The Tehran Museum of Contemporary Art has a new exhibition and the lineup of artists is stunning: Jackson Pollock, Mark Rothko, Roy Lichtenstein and Robert Rauschenberg, just to name a few.
The art, now worth billions, was bought in the 1970s under Shah Reza Pahlavi, whose coffers were overflowing with oil revenue at the time. The shah sought to modernize and Westernize the country in general, and put his wife, Empress Farah Pahlavi, in charge of acquiring the art.
The result was considered by some to be the greatest collection of contemporary Western masterpieces outside of Europe and North America. The trove includes works by Claude Monet, Paul Gauguin, Vincent Van Gogh and roughly 30 by Pablo Picasso.
"The latest things that were available in Western galleries, they were bought for the collection here. All the big names from the beginning of the 20th century until the '70s, you know, we have them," Faryar Javaherian, one of the curators of the exhibition, tells Morning Edition host Steve Inskeep.
When the shah was ousted in the 1979 Islamic Revolution, everything Western instantly became toxic. The Western art was placed in a vault at the museum. For years, the museum was closed, then was used to display revolutionary propaganda. The museum has kept its Western collection hidden away, though in recent years, it has been displaying a few Western pieces for several weeks at a time.
Now, as Iran takes tentative steps to re-engage with the West, the museum has staged a major exhibition that includes the Western artists alongside Iranian artists.

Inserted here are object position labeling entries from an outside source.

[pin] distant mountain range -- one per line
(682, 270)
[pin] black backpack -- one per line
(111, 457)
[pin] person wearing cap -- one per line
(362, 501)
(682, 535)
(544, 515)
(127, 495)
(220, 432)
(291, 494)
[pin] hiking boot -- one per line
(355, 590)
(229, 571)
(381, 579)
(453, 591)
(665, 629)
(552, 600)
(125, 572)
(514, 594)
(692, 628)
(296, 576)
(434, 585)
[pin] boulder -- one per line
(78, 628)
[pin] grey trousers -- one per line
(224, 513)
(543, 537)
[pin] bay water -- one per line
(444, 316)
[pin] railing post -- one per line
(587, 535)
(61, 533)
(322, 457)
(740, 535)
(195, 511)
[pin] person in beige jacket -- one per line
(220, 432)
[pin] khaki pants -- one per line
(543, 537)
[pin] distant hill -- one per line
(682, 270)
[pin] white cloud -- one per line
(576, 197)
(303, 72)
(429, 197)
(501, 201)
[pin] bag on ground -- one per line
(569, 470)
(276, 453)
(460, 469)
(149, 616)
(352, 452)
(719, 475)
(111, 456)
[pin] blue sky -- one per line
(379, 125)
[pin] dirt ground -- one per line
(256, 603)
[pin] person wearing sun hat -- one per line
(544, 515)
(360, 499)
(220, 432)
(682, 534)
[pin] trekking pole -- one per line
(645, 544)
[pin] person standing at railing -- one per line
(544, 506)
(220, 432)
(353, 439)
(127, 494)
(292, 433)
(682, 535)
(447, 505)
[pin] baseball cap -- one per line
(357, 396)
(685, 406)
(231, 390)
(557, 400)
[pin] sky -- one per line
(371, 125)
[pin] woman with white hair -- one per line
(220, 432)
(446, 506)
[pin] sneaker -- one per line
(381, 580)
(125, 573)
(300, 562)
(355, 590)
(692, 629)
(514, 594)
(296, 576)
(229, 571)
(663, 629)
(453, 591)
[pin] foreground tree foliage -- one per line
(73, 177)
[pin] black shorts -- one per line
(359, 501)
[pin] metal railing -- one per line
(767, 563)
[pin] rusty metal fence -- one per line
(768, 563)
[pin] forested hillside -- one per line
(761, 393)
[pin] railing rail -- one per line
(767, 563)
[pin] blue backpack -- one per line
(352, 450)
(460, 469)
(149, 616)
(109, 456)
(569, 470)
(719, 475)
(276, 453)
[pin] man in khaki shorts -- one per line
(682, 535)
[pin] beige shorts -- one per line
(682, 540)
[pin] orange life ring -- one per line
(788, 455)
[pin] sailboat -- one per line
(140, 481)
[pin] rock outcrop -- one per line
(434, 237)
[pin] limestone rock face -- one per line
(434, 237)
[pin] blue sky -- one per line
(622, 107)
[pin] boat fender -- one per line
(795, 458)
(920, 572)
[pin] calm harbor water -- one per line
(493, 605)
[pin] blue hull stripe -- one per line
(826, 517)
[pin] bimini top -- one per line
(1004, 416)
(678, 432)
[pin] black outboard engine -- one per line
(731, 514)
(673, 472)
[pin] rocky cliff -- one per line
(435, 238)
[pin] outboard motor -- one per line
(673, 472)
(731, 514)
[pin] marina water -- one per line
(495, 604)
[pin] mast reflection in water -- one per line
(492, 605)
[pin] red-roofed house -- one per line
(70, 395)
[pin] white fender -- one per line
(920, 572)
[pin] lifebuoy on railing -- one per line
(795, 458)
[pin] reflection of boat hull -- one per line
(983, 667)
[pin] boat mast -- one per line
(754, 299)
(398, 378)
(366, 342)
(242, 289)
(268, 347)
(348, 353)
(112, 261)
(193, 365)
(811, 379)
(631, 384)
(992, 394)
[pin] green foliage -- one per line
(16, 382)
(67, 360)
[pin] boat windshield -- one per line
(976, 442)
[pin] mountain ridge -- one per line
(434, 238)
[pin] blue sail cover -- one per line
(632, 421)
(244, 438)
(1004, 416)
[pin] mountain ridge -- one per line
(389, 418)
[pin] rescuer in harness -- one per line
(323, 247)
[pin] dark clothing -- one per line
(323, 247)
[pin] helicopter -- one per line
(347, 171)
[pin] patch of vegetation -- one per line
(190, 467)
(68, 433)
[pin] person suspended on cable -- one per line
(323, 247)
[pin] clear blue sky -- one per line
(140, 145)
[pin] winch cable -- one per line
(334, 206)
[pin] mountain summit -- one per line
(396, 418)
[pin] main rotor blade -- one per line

"The 41 [artworks] we have selected, a lot have not been exhibited since the revolution," Javaherian says. "The policy of the Islamic Guidance and Cultural Ministry is not really to promote Western art, especially the kind of art we have in this museum."
Asked what the officials might find objectionable about abstract expressionism or pop art like Andy Warhol, Javaherian explains.
"It's not that there is concern. It's just that mostly, they're not interested," she says, adding that the attitude seems to be changing.
"I think because they've realized the material value of these works of art, so now they take better care of it," she says. "It's really funny, a few days ago we had a head curator from Centre Pompidou [in Paris] visit us and he told us that most of our paintings are in much better condition than similar ones in the West because they have been sleeping in storage for 37 years. That part made me really happy."
The exhibit actually focuses on an Iranian artist, Farideh Lashai, who died two years ago, and uses the Western art to place her paintings in context.
"She was a close friend of mine," Javaherian says. "She's really one of the few modernists we have in Iran. She was also a very politically active woman and a feminist. She did some prison time during the shah's period so she's very unique."
"We're trying to create context," Javaherian adds. "First a national context for Farideh's work and then an international context. For instance, there is a Rothko and then a Pollock, then there are two Sepehris [Iranian artist Sohrab Sepehri], then there is a Cy Twombly, and then on the other wall we have a lot of Farideh's paintings dated from the 1970s."
"For instance, Farideh has a drawing which could've been drawn by Cy Twombly, so we placed those two together," she says.
The intent, she adds, is to have visitors think about the Western and Iranian paintings on an artistic level, but also on other levels.
"I think art is always the first level of connection between people no matter what country they're from," she says. "Art is sort of a universal language. We tried to connect through artistic issues, cultural issues, and then we hope that, God willing, political issues will also get results."